The invention relates to a process and a measurement device for heavy current testing of semiconductor components (hereinafter called chips). The chips to be tested can be present on wafers of semiconductor material (hereinafter called semiconductor wafers). The chips to be tested can also be individual chips cut from the semiconductor wafers.
For electrical testing of semiconductor components, especially power semiconductors, such as bipolar power transistors, MOS-FETS, power diodes and IGBTs, they are tested for heavy current suitability by applying a high measurement current (typically in the range from roughly 2 A to 200 A).
In doing so the chips which have not yet been installed in their housings and which are located next to one another (not yet separated) on the semiconductor wafer make electrical contact with the contact surfaces of the front of the chip via test contacts.

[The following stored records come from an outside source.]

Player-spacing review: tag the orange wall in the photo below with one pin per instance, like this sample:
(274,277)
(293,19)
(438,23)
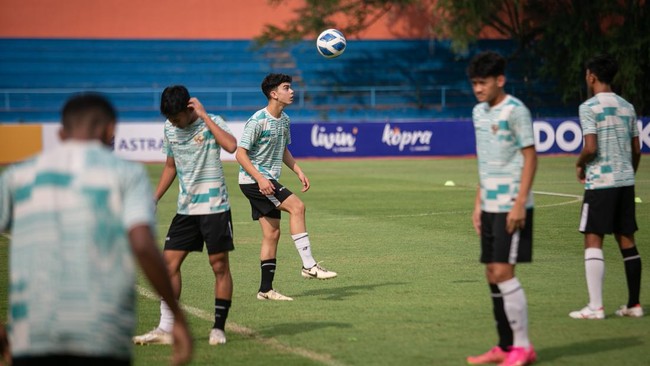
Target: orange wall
(168,19)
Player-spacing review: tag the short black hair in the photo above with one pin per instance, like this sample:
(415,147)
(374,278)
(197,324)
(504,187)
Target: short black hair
(486,64)
(604,66)
(90,109)
(174,100)
(272,81)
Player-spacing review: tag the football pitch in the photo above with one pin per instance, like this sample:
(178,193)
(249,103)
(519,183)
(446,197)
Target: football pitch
(410,288)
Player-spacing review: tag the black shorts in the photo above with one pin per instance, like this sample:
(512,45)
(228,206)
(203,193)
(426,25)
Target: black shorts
(607,211)
(189,232)
(69,361)
(497,246)
(263,205)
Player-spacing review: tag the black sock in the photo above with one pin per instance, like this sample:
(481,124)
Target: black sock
(268,272)
(503,326)
(221,308)
(632,262)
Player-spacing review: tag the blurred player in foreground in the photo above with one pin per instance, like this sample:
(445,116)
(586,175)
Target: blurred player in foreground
(261,152)
(503,211)
(79,216)
(193,140)
(606,166)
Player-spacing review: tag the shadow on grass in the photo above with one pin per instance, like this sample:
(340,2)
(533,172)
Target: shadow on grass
(300,327)
(587,347)
(342,293)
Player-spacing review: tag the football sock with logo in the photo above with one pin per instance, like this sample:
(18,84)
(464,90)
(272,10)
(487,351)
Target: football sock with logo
(268,272)
(304,249)
(166,317)
(595,272)
(221,307)
(516,309)
(632,261)
(503,328)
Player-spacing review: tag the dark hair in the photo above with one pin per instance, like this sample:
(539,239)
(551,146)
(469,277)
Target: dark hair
(272,81)
(486,64)
(174,100)
(82,105)
(604,67)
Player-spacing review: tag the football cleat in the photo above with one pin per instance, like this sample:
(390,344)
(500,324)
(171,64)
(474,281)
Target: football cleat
(494,355)
(272,295)
(217,336)
(318,272)
(634,312)
(156,336)
(588,313)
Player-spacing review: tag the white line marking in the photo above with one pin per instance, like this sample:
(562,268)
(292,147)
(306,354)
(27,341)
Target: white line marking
(251,334)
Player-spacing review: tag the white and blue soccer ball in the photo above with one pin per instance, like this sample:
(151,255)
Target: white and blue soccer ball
(331,43)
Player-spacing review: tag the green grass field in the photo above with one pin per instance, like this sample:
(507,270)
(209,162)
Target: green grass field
(410,289)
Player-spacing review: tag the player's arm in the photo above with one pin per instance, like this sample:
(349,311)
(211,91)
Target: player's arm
(166,178)
(476,214)
(148,256)
(223,138)
(588,153)
(289,161)
(516,218)
(266,187)
(636,153)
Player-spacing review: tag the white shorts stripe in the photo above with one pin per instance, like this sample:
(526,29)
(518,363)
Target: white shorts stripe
(583,217)
(514,248)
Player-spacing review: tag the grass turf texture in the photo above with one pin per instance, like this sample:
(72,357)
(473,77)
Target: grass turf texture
(410,288)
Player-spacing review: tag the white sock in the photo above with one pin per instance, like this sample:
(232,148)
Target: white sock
(304,249)
(516,308)
(166,317)
(595,272)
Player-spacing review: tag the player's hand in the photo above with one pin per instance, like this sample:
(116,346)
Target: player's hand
(476,220)
(516,218)
(305,181)
(197,107)
(580,174)
(5,350)
(182,350)
(266,187)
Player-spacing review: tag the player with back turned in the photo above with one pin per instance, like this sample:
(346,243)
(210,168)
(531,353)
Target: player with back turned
(503,211)
(606,166)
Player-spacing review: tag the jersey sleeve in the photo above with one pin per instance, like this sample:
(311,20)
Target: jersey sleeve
(250,135)
(522,126)
(587,120)
(138,205)
(6,206)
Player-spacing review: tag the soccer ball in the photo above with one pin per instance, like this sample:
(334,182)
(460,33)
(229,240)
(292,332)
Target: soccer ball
(331,43)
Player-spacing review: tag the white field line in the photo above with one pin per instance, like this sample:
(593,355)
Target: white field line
(323,358)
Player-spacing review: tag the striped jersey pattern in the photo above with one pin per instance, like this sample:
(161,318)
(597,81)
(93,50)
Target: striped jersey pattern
(501,132)
(613,120)
(202,186)
(72,269)
(265,138)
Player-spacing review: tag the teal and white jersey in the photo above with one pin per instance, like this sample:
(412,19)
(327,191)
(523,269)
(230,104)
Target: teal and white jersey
(201,183)
(613,120)
(72,271)
(501,132)
(265,137)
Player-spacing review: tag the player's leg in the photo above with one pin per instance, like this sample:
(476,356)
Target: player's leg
(184,236)
(298,228)
(218,236)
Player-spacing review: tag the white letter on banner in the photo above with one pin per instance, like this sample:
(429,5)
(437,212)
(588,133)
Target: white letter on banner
(538,128)
(568,146)
(644,134)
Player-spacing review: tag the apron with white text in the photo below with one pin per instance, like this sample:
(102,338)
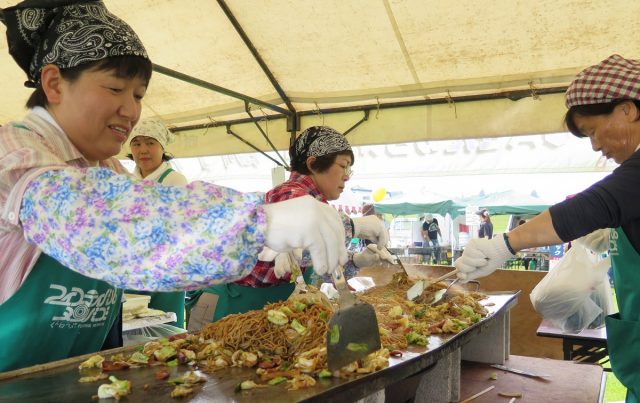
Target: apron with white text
(623,328)
(56,313)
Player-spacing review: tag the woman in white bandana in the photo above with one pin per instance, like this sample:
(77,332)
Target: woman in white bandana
(148,145)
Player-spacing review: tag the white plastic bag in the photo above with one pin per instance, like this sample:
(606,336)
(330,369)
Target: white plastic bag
(576,293)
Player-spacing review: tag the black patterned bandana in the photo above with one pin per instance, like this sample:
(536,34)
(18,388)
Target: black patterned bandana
(67,34)
(318,141)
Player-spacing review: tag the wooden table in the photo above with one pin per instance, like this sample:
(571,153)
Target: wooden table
(569,381)
(590,345)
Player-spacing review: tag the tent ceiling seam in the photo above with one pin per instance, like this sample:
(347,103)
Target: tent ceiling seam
(400,40)
(256,55)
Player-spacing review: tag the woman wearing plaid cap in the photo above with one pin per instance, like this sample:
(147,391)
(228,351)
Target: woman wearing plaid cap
(604,105)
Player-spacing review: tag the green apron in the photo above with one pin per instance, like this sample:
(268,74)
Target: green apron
(623,328)
(56,313)
(234,298)
(167,301)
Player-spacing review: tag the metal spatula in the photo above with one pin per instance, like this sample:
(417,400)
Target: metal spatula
(353,329)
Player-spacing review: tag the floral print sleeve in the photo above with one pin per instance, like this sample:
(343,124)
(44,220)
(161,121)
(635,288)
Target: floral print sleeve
(142,235)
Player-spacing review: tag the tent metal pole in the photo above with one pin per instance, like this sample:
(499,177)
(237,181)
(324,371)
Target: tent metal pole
(513,95)
(255,121)
(256,55)
(293,122)
(229,131)
(364,119)
(204,84)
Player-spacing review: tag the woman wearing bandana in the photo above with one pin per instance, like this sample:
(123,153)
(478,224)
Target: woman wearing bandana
(603,104)
(74,228)
(149,141)
(321,161)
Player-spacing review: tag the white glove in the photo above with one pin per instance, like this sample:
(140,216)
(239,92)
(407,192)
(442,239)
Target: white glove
(306,223)
(371,228)
(372,256)
(482,257)
(597,241)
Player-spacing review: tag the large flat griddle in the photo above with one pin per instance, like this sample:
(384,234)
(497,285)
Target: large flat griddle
(58,381)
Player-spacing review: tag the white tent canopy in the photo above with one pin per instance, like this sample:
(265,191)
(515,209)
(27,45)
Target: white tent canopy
(470,59)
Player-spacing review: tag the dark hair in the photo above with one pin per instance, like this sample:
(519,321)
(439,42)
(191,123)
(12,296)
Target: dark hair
(321,164)
(124,66)
(165,156)
(591,110)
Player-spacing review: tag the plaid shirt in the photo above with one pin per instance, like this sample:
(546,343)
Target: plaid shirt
(298,185)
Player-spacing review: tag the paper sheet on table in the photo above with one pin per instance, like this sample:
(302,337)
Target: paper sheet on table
(358,283)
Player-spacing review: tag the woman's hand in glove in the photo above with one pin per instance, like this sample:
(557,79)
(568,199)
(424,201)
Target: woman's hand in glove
(306,223)
(482,257)
(597,241)
(371,228)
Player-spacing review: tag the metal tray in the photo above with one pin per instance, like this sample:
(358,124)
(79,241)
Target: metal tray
(58,381)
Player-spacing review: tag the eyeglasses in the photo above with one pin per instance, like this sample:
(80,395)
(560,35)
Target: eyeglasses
(347,170)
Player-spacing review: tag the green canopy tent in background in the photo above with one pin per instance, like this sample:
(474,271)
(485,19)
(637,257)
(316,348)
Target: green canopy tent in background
(443,208)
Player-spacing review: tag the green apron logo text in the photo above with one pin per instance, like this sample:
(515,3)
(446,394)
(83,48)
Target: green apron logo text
(81,309)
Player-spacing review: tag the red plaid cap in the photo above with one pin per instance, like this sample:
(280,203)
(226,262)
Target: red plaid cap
(612,79)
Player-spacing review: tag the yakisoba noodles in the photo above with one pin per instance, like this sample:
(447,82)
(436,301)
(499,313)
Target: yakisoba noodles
(252,331)
(286,341)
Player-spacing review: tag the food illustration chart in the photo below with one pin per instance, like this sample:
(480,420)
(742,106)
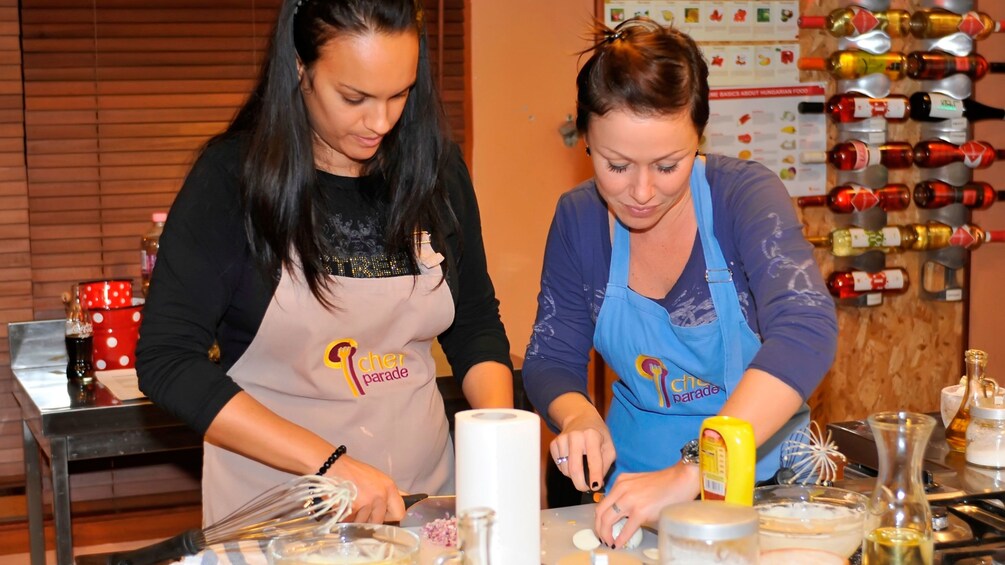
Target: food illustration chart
(745,42)
(713,20)
(763,124)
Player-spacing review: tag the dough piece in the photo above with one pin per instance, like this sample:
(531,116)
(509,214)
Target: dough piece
(634,541)
(586,540)
(794,556)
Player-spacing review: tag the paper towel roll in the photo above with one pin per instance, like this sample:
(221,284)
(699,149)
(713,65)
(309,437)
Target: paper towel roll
(498,466)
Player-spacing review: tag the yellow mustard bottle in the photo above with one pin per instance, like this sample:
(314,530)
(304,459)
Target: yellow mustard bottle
(728,459)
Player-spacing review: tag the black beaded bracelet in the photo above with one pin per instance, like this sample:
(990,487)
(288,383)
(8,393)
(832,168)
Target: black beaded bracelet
(339,451)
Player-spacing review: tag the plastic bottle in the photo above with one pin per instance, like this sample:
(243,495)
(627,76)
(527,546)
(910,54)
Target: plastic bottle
(727,457)
(149,244)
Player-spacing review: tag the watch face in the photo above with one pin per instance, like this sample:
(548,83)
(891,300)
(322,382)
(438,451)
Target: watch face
(689,452)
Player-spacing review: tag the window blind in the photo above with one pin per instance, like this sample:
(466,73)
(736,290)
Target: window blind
(118,97)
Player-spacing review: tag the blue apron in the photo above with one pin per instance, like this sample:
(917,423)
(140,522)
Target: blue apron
(672,377)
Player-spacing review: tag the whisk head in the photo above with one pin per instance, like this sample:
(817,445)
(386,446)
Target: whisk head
(304,505)
(811,456)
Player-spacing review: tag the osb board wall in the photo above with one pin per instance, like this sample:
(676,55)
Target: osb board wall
(897,355)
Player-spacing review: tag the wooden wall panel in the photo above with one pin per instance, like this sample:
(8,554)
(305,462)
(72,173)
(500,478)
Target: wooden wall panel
(896,356)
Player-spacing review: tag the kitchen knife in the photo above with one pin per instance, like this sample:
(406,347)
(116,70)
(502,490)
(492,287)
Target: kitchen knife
(420,509)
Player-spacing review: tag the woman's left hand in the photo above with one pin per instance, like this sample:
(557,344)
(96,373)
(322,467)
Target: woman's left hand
(640,497)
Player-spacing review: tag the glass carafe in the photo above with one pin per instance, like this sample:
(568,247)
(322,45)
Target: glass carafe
(474,528)
(898,520)
(977,388)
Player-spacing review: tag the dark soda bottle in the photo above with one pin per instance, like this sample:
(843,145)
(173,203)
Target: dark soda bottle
(931,65)
(854,155)
(854,20)
(936,194)
(853,284)
(974,154)
(79,340)
(934,107)
(843,109)
(849,198)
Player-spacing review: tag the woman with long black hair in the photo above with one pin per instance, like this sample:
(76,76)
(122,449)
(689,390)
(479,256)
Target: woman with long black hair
(324,240)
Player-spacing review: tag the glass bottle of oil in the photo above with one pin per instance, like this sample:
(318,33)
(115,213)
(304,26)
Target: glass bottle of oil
(898,515)
(975,390)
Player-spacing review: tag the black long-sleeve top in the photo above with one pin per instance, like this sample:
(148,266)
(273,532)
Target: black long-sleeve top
(206,286)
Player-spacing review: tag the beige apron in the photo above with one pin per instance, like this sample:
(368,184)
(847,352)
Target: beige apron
(362,376)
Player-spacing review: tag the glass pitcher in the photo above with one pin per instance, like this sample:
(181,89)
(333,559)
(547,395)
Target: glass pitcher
(474,528)
(898,520)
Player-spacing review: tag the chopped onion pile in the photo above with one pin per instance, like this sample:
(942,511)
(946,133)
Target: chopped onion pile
(442,532)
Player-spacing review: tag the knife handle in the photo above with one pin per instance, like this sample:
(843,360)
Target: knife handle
(414,498)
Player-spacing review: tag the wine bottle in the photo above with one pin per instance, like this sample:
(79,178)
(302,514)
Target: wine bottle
(936,194)
(938,22)
(972,236)
(849,241)
(934,107)
(977,388)
(855,155)
(974,154)
(849,198)
(855,64)
(843,109)
(930,65)
(854,20)
(853,284)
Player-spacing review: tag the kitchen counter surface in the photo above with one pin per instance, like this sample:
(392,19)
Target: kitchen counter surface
(558,526)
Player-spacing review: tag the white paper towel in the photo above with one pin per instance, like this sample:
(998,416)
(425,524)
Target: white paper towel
(498,466)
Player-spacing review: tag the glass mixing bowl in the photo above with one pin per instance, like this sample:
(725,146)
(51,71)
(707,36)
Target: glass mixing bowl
(348,544)
(810,517)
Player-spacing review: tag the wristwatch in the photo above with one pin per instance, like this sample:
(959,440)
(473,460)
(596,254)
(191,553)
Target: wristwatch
(688,453)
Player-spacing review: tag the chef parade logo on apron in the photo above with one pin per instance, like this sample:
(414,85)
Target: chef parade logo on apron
(672,391)
(364,371)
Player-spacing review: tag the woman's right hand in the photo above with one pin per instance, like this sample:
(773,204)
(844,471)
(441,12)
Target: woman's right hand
(377,497)
(584,432)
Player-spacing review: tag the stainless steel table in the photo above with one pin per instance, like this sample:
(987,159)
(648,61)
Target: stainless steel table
(66,422)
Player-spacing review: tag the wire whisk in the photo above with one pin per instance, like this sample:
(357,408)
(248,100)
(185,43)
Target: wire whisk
(304,506)
(811,456)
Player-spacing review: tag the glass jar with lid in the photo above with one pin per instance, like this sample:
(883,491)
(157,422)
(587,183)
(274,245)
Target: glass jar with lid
(986,436)
(708,532)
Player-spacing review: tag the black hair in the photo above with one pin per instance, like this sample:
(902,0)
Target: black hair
(280,193)
(645,67)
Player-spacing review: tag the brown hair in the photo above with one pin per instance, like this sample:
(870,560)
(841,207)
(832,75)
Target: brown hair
(646,68)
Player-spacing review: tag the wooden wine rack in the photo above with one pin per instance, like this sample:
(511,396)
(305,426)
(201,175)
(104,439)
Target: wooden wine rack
(896,356)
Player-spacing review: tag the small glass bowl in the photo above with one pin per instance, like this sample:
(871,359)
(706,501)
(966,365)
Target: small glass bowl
(810,517)
(350,543)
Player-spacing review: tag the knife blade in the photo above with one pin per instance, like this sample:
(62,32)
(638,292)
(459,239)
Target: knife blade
(421,509)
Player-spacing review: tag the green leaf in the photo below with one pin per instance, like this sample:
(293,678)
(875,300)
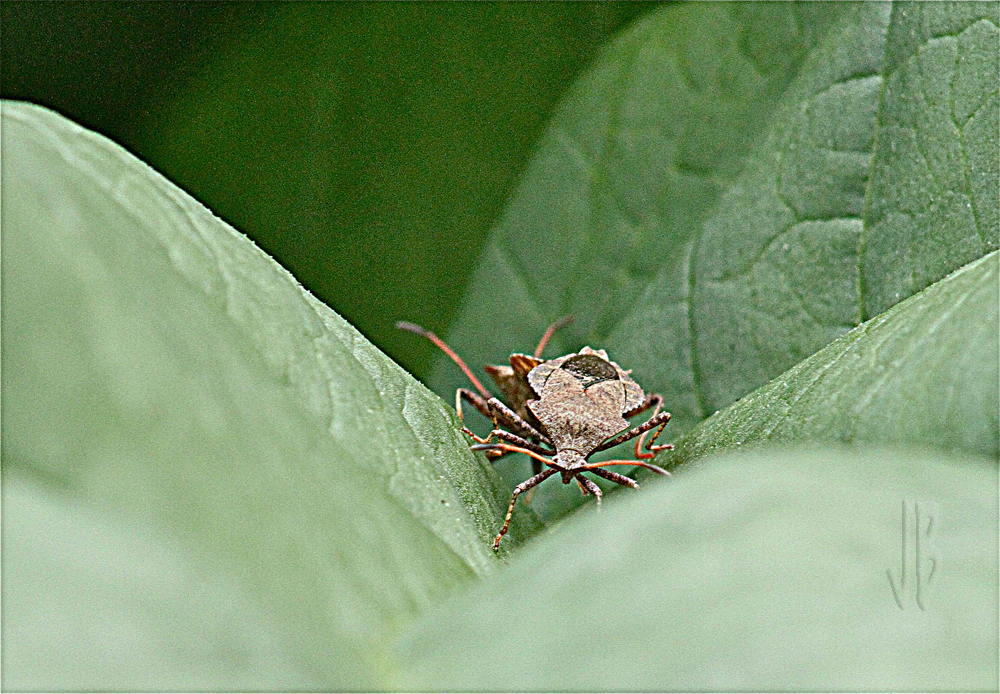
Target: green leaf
(728,190)
(925,372)
(165,382)
(370,146)
(767,571)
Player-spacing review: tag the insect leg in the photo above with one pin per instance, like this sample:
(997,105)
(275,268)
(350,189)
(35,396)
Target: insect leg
(605,463)
(589,487)
(474,400)
(524,486)
(507,448)
(504,415)
(659,419)
(615,477)
(517,440)
(561,323)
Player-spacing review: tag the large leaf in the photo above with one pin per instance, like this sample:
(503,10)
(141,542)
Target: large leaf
(925,372)
(732,187)
(175,395)
(370,146)
(770,571)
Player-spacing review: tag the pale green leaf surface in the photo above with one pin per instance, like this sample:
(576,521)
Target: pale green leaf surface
(160,369)
(764,571)
(176,623)
(935,183)
(926,372)
(715,197)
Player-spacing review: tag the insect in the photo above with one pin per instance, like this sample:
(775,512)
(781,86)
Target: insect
(578,404)
(511,380)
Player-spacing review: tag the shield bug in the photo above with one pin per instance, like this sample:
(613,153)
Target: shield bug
(583,400)
(512,381)
(565,410)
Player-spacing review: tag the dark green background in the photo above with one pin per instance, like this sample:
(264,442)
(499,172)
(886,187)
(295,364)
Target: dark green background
(368,147)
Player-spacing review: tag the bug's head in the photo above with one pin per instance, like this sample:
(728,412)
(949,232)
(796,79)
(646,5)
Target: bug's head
(566,460)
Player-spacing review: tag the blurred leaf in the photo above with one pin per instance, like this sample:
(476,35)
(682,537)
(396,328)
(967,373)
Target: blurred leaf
(935,181)
(759,572)
(925,372)
(164,380)
(701,201)
(369,146)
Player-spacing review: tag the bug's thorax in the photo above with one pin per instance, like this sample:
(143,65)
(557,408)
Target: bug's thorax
(581,399)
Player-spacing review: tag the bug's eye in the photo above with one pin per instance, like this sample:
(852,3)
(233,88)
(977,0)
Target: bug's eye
(590,369)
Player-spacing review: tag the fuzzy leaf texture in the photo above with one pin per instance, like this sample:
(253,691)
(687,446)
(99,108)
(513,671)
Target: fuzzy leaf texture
(182,421)
(732,187)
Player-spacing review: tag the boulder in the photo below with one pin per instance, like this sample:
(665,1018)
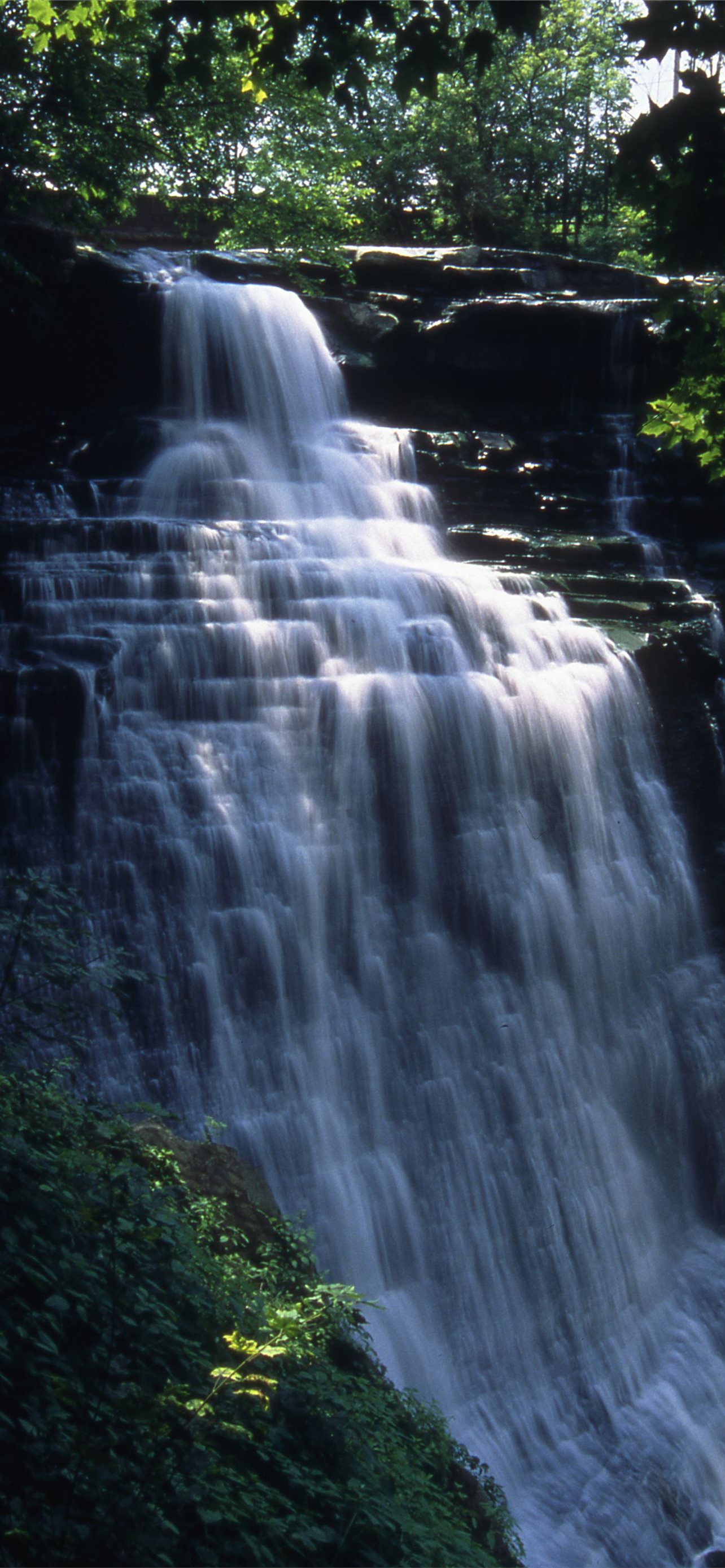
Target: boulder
(216,1170)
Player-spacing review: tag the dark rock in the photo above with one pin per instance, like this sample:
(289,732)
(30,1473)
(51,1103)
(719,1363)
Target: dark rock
(214,1170)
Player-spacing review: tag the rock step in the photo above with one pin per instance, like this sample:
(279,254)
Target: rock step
(553,551)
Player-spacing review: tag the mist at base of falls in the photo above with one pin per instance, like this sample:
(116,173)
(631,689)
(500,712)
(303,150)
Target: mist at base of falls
(394,833)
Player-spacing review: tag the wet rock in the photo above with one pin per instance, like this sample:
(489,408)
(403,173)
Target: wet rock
(214,1170)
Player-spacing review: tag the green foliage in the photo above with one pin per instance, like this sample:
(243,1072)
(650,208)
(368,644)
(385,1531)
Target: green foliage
(47,24)
(672,159)
(694,411)
(311,126)
(172,1398)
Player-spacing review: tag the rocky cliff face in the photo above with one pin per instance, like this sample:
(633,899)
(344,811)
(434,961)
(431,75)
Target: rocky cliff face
(523,377)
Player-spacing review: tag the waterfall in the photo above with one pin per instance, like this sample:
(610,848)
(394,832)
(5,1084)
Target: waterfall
(393,830)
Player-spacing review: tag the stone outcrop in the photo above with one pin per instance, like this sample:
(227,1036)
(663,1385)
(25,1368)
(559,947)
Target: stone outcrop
(214,1170)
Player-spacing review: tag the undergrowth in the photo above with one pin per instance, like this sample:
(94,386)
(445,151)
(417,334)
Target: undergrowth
(173,1396)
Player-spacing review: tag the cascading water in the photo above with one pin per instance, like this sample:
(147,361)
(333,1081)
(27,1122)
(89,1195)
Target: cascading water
(393,830)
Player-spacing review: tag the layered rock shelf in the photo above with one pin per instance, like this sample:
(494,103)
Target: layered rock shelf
(523,377)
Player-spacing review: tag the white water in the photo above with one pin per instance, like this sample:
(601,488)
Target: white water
(394,831)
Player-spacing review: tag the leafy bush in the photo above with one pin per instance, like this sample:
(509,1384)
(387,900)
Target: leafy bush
(694,410)
(172,1395)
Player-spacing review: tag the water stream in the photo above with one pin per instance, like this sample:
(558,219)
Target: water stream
(394,831)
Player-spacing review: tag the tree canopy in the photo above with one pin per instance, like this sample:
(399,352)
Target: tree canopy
(316,123)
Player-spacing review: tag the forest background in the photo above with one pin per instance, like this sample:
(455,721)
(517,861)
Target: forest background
(303,126)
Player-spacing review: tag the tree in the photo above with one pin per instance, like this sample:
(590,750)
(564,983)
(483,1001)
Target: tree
(672,159)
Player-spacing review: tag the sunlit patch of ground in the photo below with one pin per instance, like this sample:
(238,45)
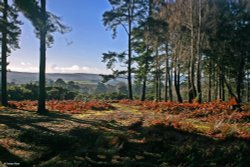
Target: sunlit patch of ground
(127,135)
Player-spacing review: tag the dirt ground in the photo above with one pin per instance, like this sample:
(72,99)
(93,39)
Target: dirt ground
(124,136)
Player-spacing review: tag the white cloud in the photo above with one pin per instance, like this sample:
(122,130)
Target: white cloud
(28,67)
(25,63)
(77,69)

Contact-making takes place typically via a so-called needle card or probe card which consists of an arrangement of extremely fine probes which is geometrically matched to the chip which is to be tested. The needle card is connected to the test system which has current and voltage sources and different electrical measurement instruments for electrical testing of the chip.
Especially when testing heavy current components, but also for other semiconductor components, such as microprocessors, overloading of the individual probes and/or contact points between the probe and tested chip can occur due to overly high test currents. These current peaks subsequently lead to damage to the probes and/or the chip which is to be tested due to the high temperatures which occur in the process.
These overcurrents (current spikes) can have various causes; examples include the following:    1. Asymmetrical current distribution for probes connected in parallel: When currents are being measured which are higher than the current carrying capacity of individual probes, the test current is routed over two or more probes which are connected in parallel. In the ideal case the test current is divided uniformly among the probes. But in practice, for example due to the poorly conducting dirt (oxidation) on the contact points, differences occur in the contact resistances of the individual probes connected in parallel, which then leads to unequal current distribution between the probes and to overloading of individual probes.    2. If a chip is tested which for example has a defect which leads to a short circuit of the current source, the maximally flowing test current is determined by the current limitation of the source. Current limitations of the sources which are set too high or which react too slowly can lead to overloading of the probes.
For a long time the problem was solved by defective probes or even complete probe cards being replaced.
Another approach to prevention of overcurrents with probes connected in parallel is the use of resistors connected in series to the individual probes for current balancing. But to be effective they should be much larger than the variation of the contact resistances of the individual probes. But this increases the total resistance of the measurement path. This is especially undesirable in heavy current measurements.